Community pressures place significant stress on teachers as they try to teach evolution, stresses that can lead them to de-emphasize, downplay, or ignore the topic . This is particularly true of the many teachers who lack a full understanding of evolution, or at least confidence in their knowledge of it. Such a lack of confidence can lead teachers to avoid confrontations with students, parents, and the wider community. They may, for example, not treat evolution as the class's organizing principle, or may avoid effective hands-on activity to teach it, or not ask students to apply natural selection to real life situations  . . . . .
Those teachers who stressed evolution by making it the unifying theme of their course spent more time on it. Overall, only 23% strongly agreed that evolution served as the unifying theme for their biology or life sciences courses (Table S2); these teachers devoted 18.5 hours to evolution, 50% more class time than other teachers. When we asked whether an excellent biology course could exist without mentioning Darwin or evolutionary theory at all, 13% of teachers agreed or strongly agreed that such a course could exist.
Well, it's good to know that "only 23% strongly agreed that evolution served as the unifying theme for their biology or life sciences courses," though a larger number might think that evolution is the unifying theme. And assuming one hour per class, 18.5 hours devoted to evolution amounts to nearly four weeks! That's disgusting. I don't even remember studying evolution at all when I was in high school in the early 1960's.
. . . .there are three widely circulated documents that serve as guidelines at the national level [6–8] . . . . all three of these reports expect and recommend a substantial investment in evolutionary biology and evolution-related topics. All expect science teachers to “provide evidence that evolution has attained its status as a unifying theme in science”.
However, the article reported some positive news:
Our survey of biology teachers is the first nationally representative, scientific sample survey to examine evolution and creationism in the classroom. Three different survey questions all suggest that between 12% and 16% of the nation's biology teachers are creationist in orientation. Roughly one sixth of all teachers professed a “young earth” personal belief, and about one in eight reported that they teach creationism or intelligent design in a positive light. The number of hours devoted to these alternative theories is typically low—but this nevertheless must surely convey to students that these theories should be accorded respect as scientific perspectives.
These Darwin-doubting biology teachers have at least some knowledge of biology and do not fit the stereotypes of Darwin doubters as being ignorant rednecks and hillbillies.
The statement that evolution is "central to biology" simply isn't true.
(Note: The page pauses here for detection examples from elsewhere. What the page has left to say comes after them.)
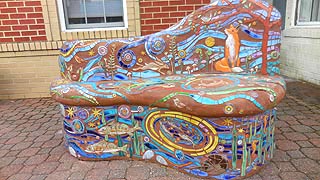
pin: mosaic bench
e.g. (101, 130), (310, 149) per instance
(51, 0), (285, 179)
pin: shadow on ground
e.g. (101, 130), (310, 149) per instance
(0, 80), (320, 180)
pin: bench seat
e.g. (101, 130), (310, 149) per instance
(51, 74), (285, 117)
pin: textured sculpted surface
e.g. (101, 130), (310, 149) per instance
(51, 0), (285, 179)
(62, 105), (276, 179)
(51, 74), (285, 117)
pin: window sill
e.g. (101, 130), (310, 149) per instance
(62, 27), (128, 32)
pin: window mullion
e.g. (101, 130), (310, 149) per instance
(82, 0), (88, 24)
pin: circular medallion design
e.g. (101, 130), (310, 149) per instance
(204, 37), (216, 47)
(118, 105), (131, 119)
(118, 50), (137, 68)
(147, 37), (166, 55)
(143, 111), (219, 158)
(98, 46), (108, 56)
(224, 104), (234, 114)
(178, 50), (187, 58)
(61, 87), (70, 94)
(269, 94), (274, 102)
(137, 106), (144, 113)
(174, 150), (184, 160)
(72, 119), (84, 133)
(77, 109), (89, 120)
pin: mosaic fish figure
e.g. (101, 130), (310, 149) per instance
(133, 58), (169, 75)
(98, 121), (142, 136)
(160, 121), (195, 147)
(215, 24), (243, 72)
(85, 141), (128, 154)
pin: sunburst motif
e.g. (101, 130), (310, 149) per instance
(238, 128), (244, 133)
(223, 118), (233, 126)
(92, 108), (101, 117)
(89, 50), (94, 56)
(67, 107), (75, 117)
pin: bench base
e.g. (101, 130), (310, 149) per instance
(61, 105), (276, 179)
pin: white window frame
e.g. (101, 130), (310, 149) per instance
(57, 0), (128, 32)
(295, 0), (320, 27)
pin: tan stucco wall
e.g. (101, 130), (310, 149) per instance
(0, 0), (141, 99)
(281, 0), (320, 85)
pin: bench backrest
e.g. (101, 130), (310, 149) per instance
(59, 0), (281, 81)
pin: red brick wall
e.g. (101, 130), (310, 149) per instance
(0, 0), (47, 43)
(140, 0), (210, 35)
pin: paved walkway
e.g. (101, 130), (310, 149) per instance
(0, 81), (320, 180)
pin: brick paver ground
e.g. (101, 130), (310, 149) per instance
(0, 80), (320, 180)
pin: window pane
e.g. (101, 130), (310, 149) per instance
(105, 0), (123, 22)
(311, 0), (320, 21)
(299, 0), (313, 22)
(86, 0), (105, 23)
(65, 0), (86, 24)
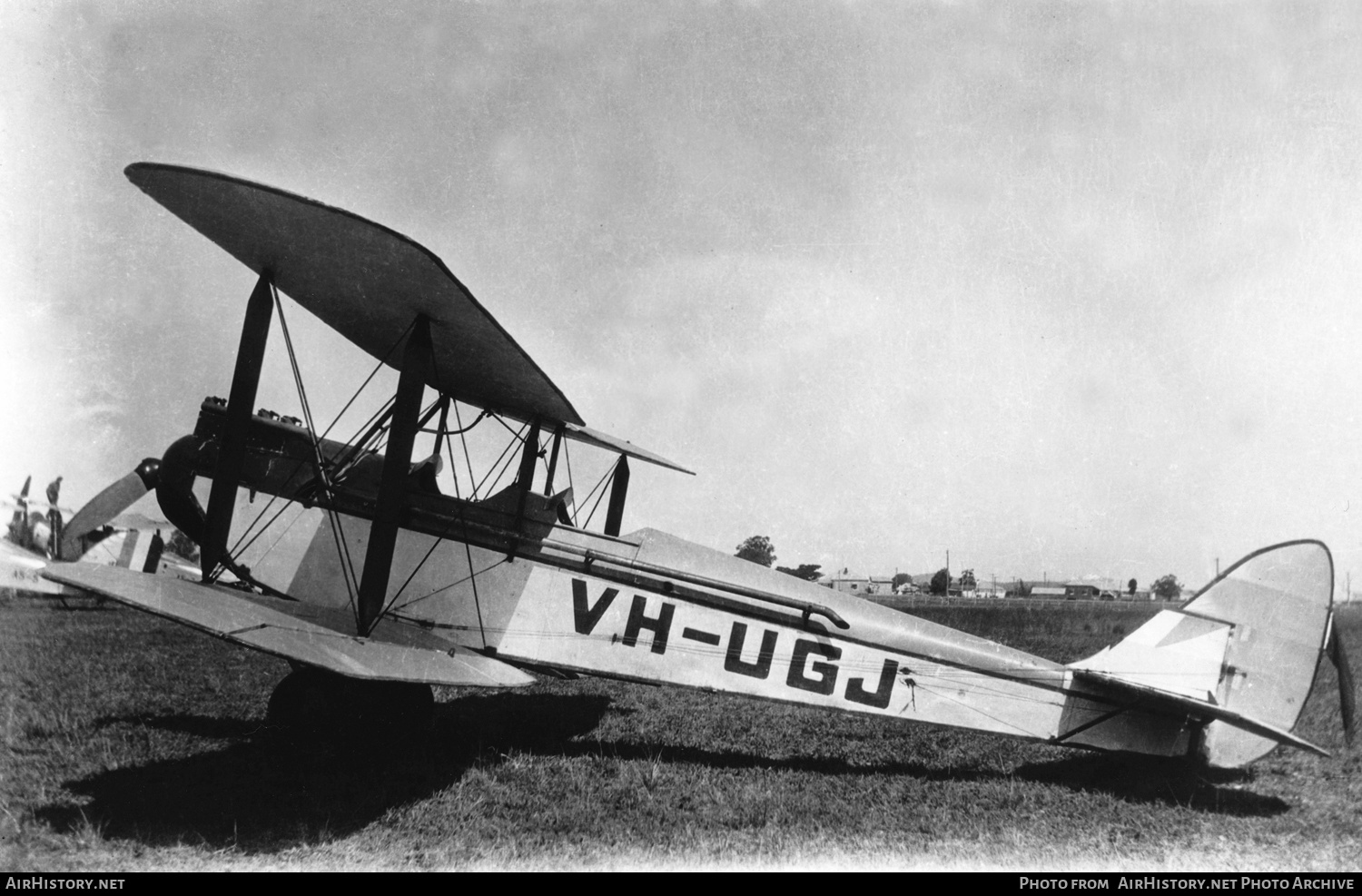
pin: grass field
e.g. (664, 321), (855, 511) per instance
(0, 596), (1362, 871)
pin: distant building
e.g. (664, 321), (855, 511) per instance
(823, 569), (893, 596)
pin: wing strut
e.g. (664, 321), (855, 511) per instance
(199, 271), (274, 582)
(360, 315), (432, 635)
(605, 455), (629, 536)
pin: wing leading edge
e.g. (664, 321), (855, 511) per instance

There are lots of things in biology where evolution is simply irrelevant. That "central to biology" statement is at least partly intended to be -- in the words of Kansas Univ. professor Paul Mirecki -- "a nice slap in the big fat face of the fundies" and other critics of evolution theory. Opponents of Darwinist dogma need to make opposition to this "central to biology" claptrap a top priority.
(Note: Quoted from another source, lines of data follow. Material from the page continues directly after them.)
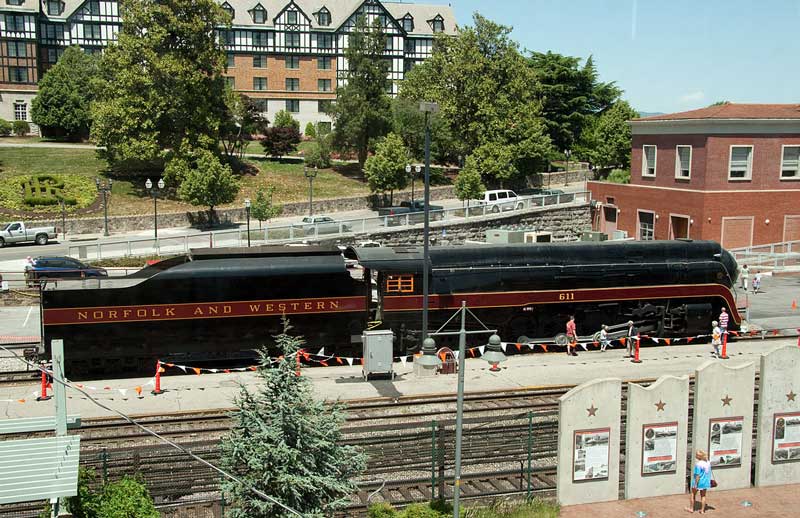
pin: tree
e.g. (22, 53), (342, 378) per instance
(364, 133), (409, 204)
(330, 16), (391, 169)
(174, 149), (239, 225)
(222, 332), (366, 518)
(273, 110), (300, 132)
(400, 14), (550, 187)
(31, 45), (98, 140)
(220, 88), (269, 159)
(528, 51), (622, 151)
(91, 0), (230, 167)
(577, 101), (638, 173)
(261, 127), (302, 158)
(255, 185), (283, 228)
(454, 156), (486, 211)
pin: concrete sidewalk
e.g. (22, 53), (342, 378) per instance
(559, 485), (800, 518)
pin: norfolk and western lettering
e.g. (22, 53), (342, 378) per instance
(44, 297), (365, 326)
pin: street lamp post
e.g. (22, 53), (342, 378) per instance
(303, 165), (317, 216)
(244, 198), (250, 248)
(144, 178), (164, 240)
(94, 178), (114, 236)
(423, 300), (506, 518)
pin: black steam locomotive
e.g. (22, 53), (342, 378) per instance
(42, 241), (740, 373)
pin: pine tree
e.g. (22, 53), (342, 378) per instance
(222, 332), (366, 518)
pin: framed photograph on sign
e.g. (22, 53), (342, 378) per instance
(572, 428), (611, 482)
(772, 412), (800, 464)
(708, 416), (744, 468)
(642, 421), (678, 475)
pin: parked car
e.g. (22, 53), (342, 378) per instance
(0, 221), (56, 248)
(292, 216), (353, 236)
(470, 189), (525, 212)
(25, 257), (108, 286)
(378, 200), (444, 226)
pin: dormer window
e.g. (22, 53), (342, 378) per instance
(250, 4), (267, 23)
(428, 14), (444, 33)
(317, 7), (331, 27)
(47, 0), (64, 16)
(403, 14), (414, 32)
(222, 2), (236, 20)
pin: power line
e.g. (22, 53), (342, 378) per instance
(0, 345), (303, 516)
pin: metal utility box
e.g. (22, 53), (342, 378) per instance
(525, 232), (553, 243)
(486, 229), (525, 245)
(581, 232), (608, 241)
(361, 330), (394, 381)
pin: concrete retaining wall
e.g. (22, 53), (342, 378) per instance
(756, 345), (800, 486)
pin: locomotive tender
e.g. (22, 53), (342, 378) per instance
(42, 240), (740, 373)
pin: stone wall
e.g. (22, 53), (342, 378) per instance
(21, 185), (455, 237)
(328, 205), (591, 246)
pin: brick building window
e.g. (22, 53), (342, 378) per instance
(638, 210), (656, 241)
(675, 146), (692, 179)
(781, 146), (800, 178)
(14, 101), (28, 121)
(642, 146), (656, 176)
(8, 67), (28, 83)
(6, 41), (28, 58)
(286, 32), (300, 48)
(728, 146), (753, 180)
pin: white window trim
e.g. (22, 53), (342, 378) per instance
(675, 144), (693, 180)
(636, 209), (658, 241)
(778, 144), (800, 182)
(642, 144), (658, 178)
(728, 144), (752, 182)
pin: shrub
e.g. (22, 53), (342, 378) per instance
(14, 121), (31, 137)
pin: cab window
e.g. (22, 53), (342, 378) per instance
(386, 275), (414, 293)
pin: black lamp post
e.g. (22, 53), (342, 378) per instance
(244, 198), (250, 248)
(94, 178), (114, 236)
(144, 178), (164, 239)
(303, 165), (317, 216)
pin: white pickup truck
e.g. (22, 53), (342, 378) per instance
(0, 221), (56, 248)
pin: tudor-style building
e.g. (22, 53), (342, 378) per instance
(588, 103), (800, 248)
(0, 0), (456, 130)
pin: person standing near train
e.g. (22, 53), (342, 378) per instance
(567, 315), (578, 356)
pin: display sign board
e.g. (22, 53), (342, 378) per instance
(572, 428), (611, 482)
(642, 421), (678, 475)
(772, 412), (800, 462)
(708, 416), (750, 468)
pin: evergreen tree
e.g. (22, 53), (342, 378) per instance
(222, 327), (366, 518)
(31, 45), (97, 140)
(330, 16), (391, 169)
(91, 0), (230, 167)
(364, 133), (410, 204)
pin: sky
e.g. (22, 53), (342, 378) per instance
(444, 0), (800, 113)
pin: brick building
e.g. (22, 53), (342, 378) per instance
(0, 0), (456, 130)
(588, 103), (800, 248)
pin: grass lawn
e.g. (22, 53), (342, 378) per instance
(0, 144), (369, 219)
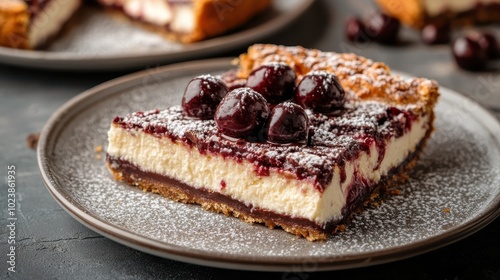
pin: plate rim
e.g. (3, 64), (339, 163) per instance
(0, 0), (315, 71)
(37, 58), (500, 271)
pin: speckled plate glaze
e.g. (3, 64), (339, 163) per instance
(38, 59), (500, 271)
(0, 0), (314, 70)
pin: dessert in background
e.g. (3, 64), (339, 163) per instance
(0, 0), (271, 49)
(376, 0), (500, 29)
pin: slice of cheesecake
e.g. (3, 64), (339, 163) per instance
(0, 0), (82, 49)
(107, 45), (439, 241)
(376, 0), (500, 28)
(99, 0), (271, 43)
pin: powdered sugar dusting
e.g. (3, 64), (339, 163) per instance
(45, 67), (500, 263)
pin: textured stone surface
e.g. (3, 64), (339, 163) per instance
(0, 0), (500, 279)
The following chart is from the article:
Figure 2. High School Biology Teachers' Personal Beliefs Concerning Human Origins, Compared with a Representative Sample of the General Public, Spring 2007
Our teachers were each asked a question about their own personal beliefs about human origins. This question is identical to a question that major polling organizations have asked members of the general public since 1981 . Figure 2 compares the results for our sample of teachers surveyed during March and April of 2007 with the results of a public opinion poll conducted for Newsweek on March 28–29 of 2007 (see Table S4). Among the biology teachers, 16% believed that human beings were created by God in their present form at one time within the last 10,000 years (and an additional 9% declined to answer). Although this is a far smaller proportion than found among the general public (48%), our data demonstrate substantial sympathy for the “young earth” creationist position among nearly one in six members of the science teaching profession. The teachers who chose the “young earth” creationist position devoted 35% fewer class hours to evolution than all other teachers (Table S5).